Somebody asked if I was depressed this week ....(they asked only out of kindness) Nope just rather worn out....
{In the last three months we have had our testimonies shaken to the core, dealt with persistent mental illness, happily helped our dear friends in crisis, lived in a house that was for sale, notified that my Dad was in dire circumstances, told my Dad probably wouldn't make the night, packed up our house, moved, unpacked, had the car break down, flown to Utah, watched my Dad die, planned a funeral, said enough goodbyes for a lifetime...not to mention life with five crazy-busy teenagers}
Not depreesed, just tired.
Kay, not going to lie....I am sucking this week, especially in the motherhood department. I'm impatient and cranky and tired. Yesterday was especially hard and my rug rats got the emotional brunt of it...
My sister received our Dad's death certificates in the mail, allowing us to begin to take care of his final affairs. Kelli started with cancelling Dad's phone number. My parents have had that number since 1966...46 years...I was surprised at wave of sadness that hit me. That was the first phone number I ever learned....I guess losing another parent means many goodbyes.
Then as Kelli read the details of the death certificate much more grief filled reality.....cause of death dehydration....malnutrition....atrophic brain disease. Nothing we didn't already know, but seeing it on paper, an undeniable reality. The time frame for each disease listed....Dad's atrophic brain disease on set + or - 20 years....

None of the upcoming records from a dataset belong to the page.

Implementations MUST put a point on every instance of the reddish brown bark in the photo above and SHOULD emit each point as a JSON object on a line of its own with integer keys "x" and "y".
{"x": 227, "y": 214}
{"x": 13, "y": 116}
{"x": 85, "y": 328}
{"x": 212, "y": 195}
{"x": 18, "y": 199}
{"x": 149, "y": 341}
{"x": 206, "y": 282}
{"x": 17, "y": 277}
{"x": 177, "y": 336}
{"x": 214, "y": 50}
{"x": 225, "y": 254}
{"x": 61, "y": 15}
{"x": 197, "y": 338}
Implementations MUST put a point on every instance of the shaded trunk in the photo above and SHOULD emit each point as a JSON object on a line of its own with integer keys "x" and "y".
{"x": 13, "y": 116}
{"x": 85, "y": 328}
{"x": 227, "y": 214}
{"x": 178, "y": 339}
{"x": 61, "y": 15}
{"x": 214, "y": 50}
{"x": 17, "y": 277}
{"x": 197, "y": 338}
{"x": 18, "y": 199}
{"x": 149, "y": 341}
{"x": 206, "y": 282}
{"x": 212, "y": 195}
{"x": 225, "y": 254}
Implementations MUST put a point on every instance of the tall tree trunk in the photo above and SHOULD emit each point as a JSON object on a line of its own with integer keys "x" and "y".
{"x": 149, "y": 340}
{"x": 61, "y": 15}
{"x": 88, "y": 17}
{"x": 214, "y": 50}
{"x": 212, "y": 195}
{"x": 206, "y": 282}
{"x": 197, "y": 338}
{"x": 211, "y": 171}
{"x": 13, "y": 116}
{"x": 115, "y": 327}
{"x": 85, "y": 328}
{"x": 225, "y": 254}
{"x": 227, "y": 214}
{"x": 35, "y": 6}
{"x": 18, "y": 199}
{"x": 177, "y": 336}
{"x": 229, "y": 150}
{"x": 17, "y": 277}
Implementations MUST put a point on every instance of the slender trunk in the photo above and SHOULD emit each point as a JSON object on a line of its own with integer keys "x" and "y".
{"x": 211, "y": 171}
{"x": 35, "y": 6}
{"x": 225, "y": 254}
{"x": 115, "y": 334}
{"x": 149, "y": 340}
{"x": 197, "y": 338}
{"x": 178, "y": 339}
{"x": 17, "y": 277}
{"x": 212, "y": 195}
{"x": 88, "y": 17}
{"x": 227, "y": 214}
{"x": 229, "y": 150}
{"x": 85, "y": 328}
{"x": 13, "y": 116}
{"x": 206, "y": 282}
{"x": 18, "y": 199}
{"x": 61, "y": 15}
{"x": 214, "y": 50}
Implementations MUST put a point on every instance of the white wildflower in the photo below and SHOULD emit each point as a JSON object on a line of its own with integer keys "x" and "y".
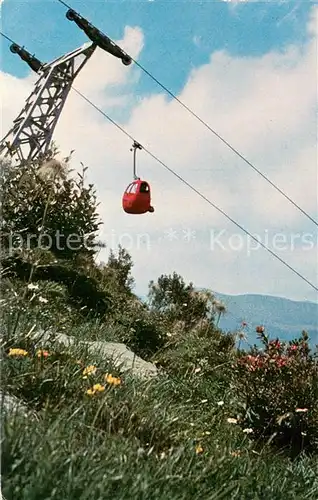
{"x": 232, "y": 420}
{"x": 33, "y": 287}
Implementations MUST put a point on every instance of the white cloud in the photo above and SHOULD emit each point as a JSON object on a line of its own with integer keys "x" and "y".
{"x": 265, "y": 107}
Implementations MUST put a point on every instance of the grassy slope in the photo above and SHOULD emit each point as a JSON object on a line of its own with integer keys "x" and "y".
{"x": 135, "y": 441}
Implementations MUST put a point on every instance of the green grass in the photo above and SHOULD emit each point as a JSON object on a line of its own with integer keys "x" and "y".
{"x": 134, "y": 441}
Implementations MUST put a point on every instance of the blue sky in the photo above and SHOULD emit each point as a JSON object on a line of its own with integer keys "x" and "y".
{"x": 179, "y": 35}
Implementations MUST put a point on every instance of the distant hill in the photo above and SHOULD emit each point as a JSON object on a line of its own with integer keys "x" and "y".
{"x": 281, "y": 317}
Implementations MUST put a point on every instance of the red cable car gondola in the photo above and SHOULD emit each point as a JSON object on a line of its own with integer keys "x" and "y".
{"x": 137, "y": 196}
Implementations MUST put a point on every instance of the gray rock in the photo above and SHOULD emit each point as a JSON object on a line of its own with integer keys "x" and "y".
{"x": 12, "y": 405}
{"x": 116, "y": 351}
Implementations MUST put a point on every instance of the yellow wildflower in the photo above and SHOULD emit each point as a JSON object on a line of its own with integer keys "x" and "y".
{"x": 89, "y": 370}
{"x": 112, "y": 380}
{"x": 98, "y": 388}
{"x": 95, "y": 388}
{"x": 17, "y": 352}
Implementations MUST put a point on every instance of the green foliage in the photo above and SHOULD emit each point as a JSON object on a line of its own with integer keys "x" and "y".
{"x": 84, "y": 293}
{"x": 44, "y": 207}
{"x": 278, "y": 389}
{"x": 204, "y": 428}
{"x": 178, "y": 301}
{"x": 166, "y": 438}
{"x": 205, "y": 351}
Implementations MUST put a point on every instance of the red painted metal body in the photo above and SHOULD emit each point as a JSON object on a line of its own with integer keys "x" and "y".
{"x": 137, "y": 198}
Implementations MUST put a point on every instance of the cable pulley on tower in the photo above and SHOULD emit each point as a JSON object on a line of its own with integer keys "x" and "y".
{"x": 98, "y": 37}
{"x": 32, "y": 61}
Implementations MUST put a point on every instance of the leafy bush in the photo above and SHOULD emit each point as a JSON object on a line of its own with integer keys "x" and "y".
{"x": 44, "y": 207}
{"x": 279, "y": 390}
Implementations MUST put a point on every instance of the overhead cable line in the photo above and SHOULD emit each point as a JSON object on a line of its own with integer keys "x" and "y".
{"x": 235, "y": 151}
{"x": 194, "y": 189}
{"x": 6, "y": 37}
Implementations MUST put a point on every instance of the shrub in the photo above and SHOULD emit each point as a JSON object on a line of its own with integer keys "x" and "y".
{"x": 279, "y": 389}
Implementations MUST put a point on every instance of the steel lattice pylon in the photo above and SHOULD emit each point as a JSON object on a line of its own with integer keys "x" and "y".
{"x": 32, "y": 131}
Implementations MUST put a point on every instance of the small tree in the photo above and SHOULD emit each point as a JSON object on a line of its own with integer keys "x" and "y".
{"x": 48, "y": 230}
{"x": 177, "y": 301}
{"x": 43, "y": 207}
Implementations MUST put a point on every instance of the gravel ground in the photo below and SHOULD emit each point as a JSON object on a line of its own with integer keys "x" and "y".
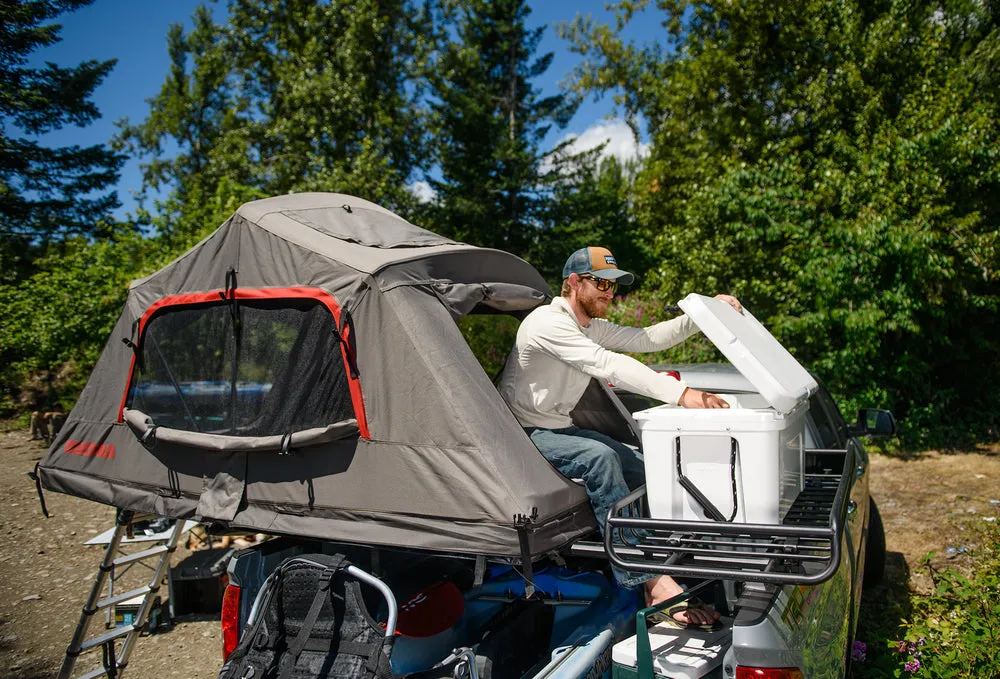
{"x": 46, "y": 571}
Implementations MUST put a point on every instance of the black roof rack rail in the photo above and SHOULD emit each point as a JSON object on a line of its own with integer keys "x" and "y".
{"x": 803, "y": 550}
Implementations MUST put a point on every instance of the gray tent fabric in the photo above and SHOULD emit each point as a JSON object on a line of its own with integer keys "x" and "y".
{"x": 429, "y": 456}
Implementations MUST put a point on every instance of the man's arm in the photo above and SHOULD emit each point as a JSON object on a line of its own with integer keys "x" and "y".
{"x": 656, "y": 337}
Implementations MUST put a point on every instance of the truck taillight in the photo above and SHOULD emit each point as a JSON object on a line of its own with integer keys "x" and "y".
{"x": 768, "y": 673}
{"x": 230, "y": 620}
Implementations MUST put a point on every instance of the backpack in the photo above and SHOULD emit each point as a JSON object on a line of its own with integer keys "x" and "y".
{"x": 310, "y": 622}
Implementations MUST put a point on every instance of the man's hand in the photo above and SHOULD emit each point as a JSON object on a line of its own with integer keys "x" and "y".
{"x": 731, "y": 301}
{"x": 692, "y": 398}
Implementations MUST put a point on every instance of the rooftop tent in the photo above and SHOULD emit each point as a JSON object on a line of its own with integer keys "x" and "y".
{"x": 300, "y": 372}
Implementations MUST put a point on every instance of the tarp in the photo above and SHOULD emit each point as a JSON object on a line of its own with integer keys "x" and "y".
{"x": 300, "y": 371}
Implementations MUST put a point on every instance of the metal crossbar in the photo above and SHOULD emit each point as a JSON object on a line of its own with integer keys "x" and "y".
{"x": 803, "y": 550}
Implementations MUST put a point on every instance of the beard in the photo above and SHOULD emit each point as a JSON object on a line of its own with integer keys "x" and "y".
{"x": 595, "y": 307}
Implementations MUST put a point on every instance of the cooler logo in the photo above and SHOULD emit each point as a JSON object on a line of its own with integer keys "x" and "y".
{"x": 103, "y": 450}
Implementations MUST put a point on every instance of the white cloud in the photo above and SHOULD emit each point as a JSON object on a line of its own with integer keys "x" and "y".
{"x": 621, "y": 143}
{"x": 422, "y": 191}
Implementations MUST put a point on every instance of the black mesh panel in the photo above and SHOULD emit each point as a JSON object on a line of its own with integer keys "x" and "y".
{"x": 278, "y": 369}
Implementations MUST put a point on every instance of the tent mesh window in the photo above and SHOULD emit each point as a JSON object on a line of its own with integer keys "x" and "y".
{"x": 256, "y": 368}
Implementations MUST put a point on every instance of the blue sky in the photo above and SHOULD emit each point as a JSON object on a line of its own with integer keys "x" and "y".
{"x": 134, "y": 32}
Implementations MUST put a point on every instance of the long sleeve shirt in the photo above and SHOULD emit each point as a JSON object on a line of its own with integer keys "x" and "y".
{"x": 554, "y": 358}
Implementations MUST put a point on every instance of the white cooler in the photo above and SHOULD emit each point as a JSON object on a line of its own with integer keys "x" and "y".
{"x": 759, "y": 438}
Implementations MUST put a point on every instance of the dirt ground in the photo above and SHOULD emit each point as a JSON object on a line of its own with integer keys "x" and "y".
{"x": 46, "y": 572}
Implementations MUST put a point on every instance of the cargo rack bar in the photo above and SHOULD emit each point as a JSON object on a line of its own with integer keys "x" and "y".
{"x": 803, "y": 550}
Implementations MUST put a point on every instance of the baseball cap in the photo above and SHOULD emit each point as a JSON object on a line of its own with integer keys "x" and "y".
{"x": 598, "y": 262}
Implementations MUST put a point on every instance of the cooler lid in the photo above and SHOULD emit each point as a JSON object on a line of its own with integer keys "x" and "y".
{"x": 741, "y": 338}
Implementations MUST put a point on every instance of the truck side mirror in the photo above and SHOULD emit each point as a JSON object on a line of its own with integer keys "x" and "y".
{"x": 874, "y": 422}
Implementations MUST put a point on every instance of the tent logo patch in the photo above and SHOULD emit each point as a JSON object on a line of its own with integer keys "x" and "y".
{"x": 102, "y": 450}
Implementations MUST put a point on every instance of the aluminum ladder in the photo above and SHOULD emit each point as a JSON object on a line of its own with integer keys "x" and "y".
{"x": 114, "y": 663}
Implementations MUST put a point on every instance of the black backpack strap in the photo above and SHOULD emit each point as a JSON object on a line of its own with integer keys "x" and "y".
{"x": 333, "y": 564}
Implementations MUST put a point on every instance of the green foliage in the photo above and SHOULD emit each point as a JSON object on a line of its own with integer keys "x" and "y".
{"x": 284, "y": 98}
{"x": 490, "y": 336}
{"x": 834, "y": 165}
{"x": 644, "y": 309}
{"x": 47, "y": 194}
{"x": 588, "y": 204}
{"x": 489, "y": 121}
{"x": 955, "y": 630}
{"x": 57, "y": 321}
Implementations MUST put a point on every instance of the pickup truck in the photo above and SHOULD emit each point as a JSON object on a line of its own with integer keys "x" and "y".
{"x": 789, "y": 593}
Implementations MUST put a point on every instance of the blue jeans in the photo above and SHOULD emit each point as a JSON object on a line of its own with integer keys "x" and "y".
{"x": 610, "y": 470}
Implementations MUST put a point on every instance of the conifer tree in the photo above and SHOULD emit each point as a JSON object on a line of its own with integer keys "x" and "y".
{"x": 47, "y": 194}
{"x": 489, "y": 124}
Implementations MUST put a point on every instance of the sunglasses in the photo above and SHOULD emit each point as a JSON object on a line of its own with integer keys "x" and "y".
{"x": 602, "y": 284}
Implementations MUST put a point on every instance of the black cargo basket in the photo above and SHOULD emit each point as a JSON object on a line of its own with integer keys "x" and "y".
{"x": 803, "y": 550}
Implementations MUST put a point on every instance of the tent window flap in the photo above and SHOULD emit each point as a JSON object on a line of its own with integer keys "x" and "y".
{"x": 241, "y": 367}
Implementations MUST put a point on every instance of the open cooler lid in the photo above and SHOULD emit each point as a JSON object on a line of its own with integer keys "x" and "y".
{"x": 741, "y": 338}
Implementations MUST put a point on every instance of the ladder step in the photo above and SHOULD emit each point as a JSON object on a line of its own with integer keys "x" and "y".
{"x": 139, "y": 556}
{"x": 116, "y": 633}
{"x": 93, "y": 674}
{"x": 124, "y": 596}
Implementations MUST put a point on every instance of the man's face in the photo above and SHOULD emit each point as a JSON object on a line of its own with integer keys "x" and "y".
{"x": 593, "y": 302}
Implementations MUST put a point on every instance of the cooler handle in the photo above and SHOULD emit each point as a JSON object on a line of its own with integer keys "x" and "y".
{"x": 711, "y": 511}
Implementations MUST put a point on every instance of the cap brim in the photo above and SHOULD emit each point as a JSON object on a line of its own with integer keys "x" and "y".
{"x": 617, "y": 275}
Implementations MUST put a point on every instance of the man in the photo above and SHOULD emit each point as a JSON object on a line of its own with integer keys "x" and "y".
{"x": 559, "y": 348}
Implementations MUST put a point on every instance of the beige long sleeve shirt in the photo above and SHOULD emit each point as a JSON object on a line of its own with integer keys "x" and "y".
{"x": 554, "y": 358}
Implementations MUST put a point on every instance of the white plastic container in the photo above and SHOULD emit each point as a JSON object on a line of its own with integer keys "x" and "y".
{"x": 688, "y": 654}
{"x": 758, "y": 440}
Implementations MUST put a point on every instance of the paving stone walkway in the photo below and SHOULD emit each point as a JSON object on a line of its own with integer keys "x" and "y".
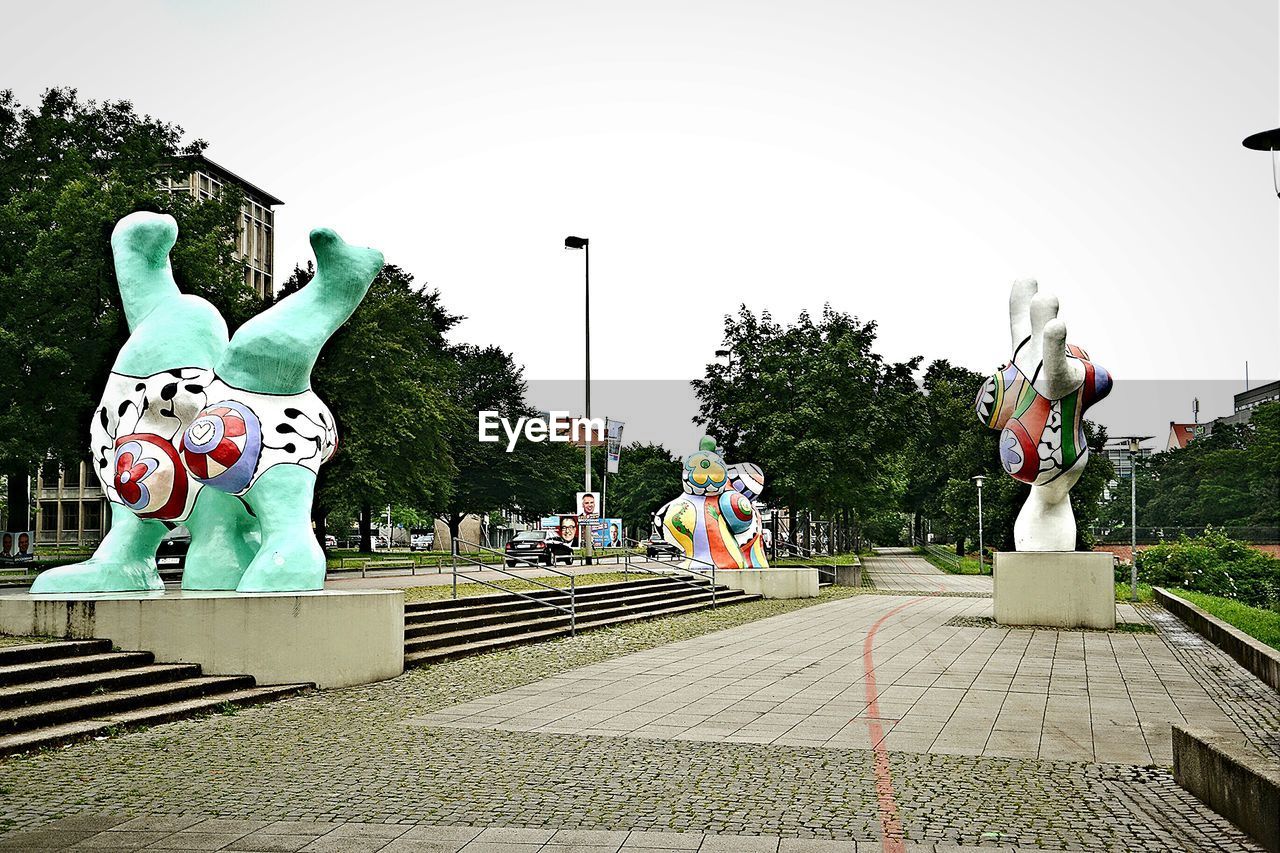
{"x": 856, "y": 721}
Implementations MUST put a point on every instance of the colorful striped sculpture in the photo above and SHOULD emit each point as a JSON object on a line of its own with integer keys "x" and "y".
{"x": 714, "y": 521}
{"x": 1038, "y": 401}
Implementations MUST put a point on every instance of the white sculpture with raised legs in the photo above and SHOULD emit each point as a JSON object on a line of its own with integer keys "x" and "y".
{"x": 1038, "y": 402}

Even with my knowledge that there is a life after this and eternal families....Suffering seems so unfair...the fact that our Dad suffered and we could not help him, will take time and prospective to work through....
Luckily I have amazing kids who seem quick to forgive me for being an impatient and cranky matriarch...and seem to remain healthy and happy in spite of eating frozen pizza twice, maybe four times a week....
I just wish grief had a fast forward button.....and our lives had a slow play feature.
Nope Robin - no fast forward in the grieving process. Sorry...but I can relate. Really it is about trying to find the rainbows in the storm. Remember, "Sometimes God calms the storm and sometimes He lets the storm rage and calms His child." The tender mercies are there. And don't be surprised about the things that become prominent and bring out odd reactions....it is quite normal.
ReplyDeleteI send prayers heavenward daily on your behalf. And your children need to see you work through things and be tired and still come through it. Thinking of Kelli too and hoping she is doing okay as she gets ready to welcome a new little one.
Take care.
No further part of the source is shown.